Confira o cronograma de inclusão dos novos bairros na coleta seletiva:

Setembro:

Segunda-feira (26): Estoril e Sagrada Família
Terça-feira (27): Prado, Coração Eucarístico e Minas Brasil
Quinta-feira (29): Funcionários

Outubro:

26/10: União

Dezembro:

02/12: Santa Efigênia

Como participar da coleta seletiva

Para participar da coleta seletiva porta-a-porta, o morador deverá separar os resíduos (papel, metal, plástico, isopor e vidro), higienizá-los e colocá-los juntos em um saco plástico, de preferência transparente, na calçada, às 8h, no dia definido para o recolhimento em sua rua.

O vidro, se possível, deve ser acondicionado separadamente para não se misturar ao papel, metal, plástico e isopor, evitando contaminações de líquidos e outros restos de alimentos. É importante que o vidro esteja protegido para impedir que os garis se envolvam em acidentes.

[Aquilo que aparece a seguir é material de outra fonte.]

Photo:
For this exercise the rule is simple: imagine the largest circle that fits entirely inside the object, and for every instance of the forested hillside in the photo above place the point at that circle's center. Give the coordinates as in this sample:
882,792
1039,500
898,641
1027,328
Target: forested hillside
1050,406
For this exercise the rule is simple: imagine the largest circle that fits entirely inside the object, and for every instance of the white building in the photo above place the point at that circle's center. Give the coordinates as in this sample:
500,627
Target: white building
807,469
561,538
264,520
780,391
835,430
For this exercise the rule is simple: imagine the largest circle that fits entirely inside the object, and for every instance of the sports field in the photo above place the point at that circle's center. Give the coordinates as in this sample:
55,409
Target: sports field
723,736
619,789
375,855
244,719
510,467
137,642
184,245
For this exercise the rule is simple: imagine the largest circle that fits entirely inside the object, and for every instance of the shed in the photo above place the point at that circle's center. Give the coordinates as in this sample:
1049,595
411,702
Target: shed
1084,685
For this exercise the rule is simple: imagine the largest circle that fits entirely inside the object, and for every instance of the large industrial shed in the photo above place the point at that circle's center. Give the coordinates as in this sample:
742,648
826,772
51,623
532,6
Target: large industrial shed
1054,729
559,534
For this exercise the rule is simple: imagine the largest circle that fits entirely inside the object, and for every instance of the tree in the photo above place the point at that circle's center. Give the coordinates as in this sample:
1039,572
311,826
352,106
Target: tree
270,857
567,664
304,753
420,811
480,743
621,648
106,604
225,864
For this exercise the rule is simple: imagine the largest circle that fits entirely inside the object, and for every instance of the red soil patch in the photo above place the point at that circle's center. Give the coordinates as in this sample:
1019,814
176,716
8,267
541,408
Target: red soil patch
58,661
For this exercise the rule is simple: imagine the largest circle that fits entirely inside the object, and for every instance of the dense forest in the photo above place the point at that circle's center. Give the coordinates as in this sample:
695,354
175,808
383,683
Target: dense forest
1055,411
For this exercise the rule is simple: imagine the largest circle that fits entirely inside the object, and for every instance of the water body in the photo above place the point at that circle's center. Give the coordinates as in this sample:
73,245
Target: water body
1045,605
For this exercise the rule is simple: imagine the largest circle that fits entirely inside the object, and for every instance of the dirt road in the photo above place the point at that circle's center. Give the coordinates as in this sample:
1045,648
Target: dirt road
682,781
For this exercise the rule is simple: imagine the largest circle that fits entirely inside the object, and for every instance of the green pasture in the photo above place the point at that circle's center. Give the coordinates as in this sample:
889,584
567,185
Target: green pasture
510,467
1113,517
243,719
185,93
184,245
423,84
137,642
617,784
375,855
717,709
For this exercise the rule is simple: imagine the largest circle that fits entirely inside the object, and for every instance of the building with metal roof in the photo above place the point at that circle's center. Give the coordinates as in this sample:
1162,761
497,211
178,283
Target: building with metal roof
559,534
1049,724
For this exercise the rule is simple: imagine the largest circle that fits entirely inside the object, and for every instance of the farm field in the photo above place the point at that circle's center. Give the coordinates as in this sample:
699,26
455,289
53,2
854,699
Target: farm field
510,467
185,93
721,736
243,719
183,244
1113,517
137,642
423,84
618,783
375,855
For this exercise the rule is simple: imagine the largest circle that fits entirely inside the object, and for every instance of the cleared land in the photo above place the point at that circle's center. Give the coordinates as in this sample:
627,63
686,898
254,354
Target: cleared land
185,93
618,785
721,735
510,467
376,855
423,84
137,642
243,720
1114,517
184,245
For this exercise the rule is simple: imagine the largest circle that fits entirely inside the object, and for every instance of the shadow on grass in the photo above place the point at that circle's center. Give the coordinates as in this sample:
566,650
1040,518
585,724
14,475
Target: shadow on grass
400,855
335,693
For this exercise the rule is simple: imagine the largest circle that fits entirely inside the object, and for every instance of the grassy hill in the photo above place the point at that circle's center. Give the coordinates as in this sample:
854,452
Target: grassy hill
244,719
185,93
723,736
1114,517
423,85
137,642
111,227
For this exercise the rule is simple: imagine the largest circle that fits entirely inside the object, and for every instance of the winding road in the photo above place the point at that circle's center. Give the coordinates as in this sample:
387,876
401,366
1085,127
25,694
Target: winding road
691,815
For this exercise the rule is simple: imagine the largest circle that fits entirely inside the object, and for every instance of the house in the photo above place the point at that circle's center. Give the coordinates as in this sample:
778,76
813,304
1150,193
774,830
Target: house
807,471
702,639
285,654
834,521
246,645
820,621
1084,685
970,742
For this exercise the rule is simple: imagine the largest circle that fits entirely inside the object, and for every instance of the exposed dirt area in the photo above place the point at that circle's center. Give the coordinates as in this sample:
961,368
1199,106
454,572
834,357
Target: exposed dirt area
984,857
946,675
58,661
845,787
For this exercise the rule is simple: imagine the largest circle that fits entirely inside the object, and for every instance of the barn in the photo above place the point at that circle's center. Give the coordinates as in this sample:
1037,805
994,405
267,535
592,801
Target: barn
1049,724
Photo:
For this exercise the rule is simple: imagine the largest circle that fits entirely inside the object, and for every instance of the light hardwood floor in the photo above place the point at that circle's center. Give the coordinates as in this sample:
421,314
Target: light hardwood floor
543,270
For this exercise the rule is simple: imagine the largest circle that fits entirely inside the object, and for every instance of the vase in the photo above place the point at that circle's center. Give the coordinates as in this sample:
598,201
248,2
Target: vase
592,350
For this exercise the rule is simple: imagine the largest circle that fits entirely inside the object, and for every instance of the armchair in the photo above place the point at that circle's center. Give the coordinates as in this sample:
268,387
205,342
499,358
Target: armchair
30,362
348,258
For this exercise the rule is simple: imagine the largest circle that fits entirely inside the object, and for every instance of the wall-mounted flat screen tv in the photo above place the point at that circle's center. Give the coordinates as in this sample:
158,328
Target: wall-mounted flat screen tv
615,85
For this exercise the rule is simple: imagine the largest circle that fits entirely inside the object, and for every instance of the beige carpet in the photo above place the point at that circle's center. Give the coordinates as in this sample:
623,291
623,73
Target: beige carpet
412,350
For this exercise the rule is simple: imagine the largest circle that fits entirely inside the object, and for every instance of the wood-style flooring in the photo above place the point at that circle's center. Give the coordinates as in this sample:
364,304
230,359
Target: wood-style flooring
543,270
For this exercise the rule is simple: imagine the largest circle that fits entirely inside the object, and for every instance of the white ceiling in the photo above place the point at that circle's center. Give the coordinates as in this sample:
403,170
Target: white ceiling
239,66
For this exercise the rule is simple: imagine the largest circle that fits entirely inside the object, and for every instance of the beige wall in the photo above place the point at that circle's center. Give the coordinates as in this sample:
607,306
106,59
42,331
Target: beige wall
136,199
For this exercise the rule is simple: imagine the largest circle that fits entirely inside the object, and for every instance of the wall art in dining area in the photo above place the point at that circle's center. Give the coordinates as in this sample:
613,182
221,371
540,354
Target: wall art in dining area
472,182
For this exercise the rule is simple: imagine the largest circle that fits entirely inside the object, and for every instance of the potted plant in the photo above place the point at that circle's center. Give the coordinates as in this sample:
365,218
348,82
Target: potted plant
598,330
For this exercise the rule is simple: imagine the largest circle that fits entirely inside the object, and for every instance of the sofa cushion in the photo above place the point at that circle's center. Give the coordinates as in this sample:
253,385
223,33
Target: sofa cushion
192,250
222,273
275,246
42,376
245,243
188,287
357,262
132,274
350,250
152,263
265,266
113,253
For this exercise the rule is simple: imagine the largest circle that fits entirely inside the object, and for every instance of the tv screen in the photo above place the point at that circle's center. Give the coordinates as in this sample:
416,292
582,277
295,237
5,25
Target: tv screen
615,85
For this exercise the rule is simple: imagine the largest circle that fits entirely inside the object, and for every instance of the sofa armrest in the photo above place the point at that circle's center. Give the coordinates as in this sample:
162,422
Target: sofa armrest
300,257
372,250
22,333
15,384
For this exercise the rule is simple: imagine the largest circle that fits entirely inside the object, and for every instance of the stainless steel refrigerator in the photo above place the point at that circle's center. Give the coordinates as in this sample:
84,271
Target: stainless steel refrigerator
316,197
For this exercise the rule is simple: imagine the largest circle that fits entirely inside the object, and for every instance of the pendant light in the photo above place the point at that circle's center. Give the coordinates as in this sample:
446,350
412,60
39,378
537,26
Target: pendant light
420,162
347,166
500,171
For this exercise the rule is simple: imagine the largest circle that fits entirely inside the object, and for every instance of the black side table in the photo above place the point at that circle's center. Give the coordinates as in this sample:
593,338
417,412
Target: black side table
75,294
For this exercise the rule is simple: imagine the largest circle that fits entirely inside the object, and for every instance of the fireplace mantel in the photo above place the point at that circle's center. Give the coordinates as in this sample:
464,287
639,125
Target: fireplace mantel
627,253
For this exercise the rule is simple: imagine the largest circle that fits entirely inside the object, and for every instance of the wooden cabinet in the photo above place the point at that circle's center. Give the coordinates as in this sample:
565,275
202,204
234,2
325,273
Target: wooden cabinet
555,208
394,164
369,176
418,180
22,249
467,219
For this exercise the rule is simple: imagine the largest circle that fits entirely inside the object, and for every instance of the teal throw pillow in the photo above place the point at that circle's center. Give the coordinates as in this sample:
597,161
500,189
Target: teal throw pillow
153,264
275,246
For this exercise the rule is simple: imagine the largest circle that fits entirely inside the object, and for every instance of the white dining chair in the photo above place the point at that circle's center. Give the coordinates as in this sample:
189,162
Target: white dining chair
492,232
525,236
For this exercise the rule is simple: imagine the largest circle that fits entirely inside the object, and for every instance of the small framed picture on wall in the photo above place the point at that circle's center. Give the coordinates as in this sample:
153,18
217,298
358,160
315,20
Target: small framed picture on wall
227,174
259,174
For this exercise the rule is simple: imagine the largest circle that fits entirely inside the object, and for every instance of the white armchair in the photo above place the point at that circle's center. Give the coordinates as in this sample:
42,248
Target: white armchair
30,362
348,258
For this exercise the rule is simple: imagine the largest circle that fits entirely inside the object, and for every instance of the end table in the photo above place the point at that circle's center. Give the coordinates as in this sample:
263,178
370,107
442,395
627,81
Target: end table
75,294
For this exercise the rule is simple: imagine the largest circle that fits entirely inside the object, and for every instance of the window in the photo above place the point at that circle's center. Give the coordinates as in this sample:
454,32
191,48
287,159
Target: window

O que pode ser separado para a coleta seletiva

Papel

Jornais, revistas, papelão, embalagens longa vida, impressos em geral, cadernos e livros.
Não pode: Papel higiênico, guardanapos, fitas e etiquetas adesivas, fotografias e papéis plastificados.

Metal:

Latas de alumínio ou de ferro, clipes, papel alumínio e grampos para papel ou para cabelo.
Não pode: Embalagens de marmitex, esponjas de aço, pilhas, baterias e eletroeletrônicos.

Plástico:

Sacolas, garrafas PET, embalagens em geral, copos descartáveis e canos de PVC.
Não pode: Embalagens de balas e de doces, embalagens de produtos tóxicos.

Vidro:

Garrafas, embalagens em geral, potes, copos, vidros planos e lisos.
Não pode: Espelhos, cerâmica, tubos de TV ou monitores, vidros temperados, lâmpadas de LED e fluorescentes.
Isopor: bandejas de alimentos (limpas), embalagens, peças de isopor em geral.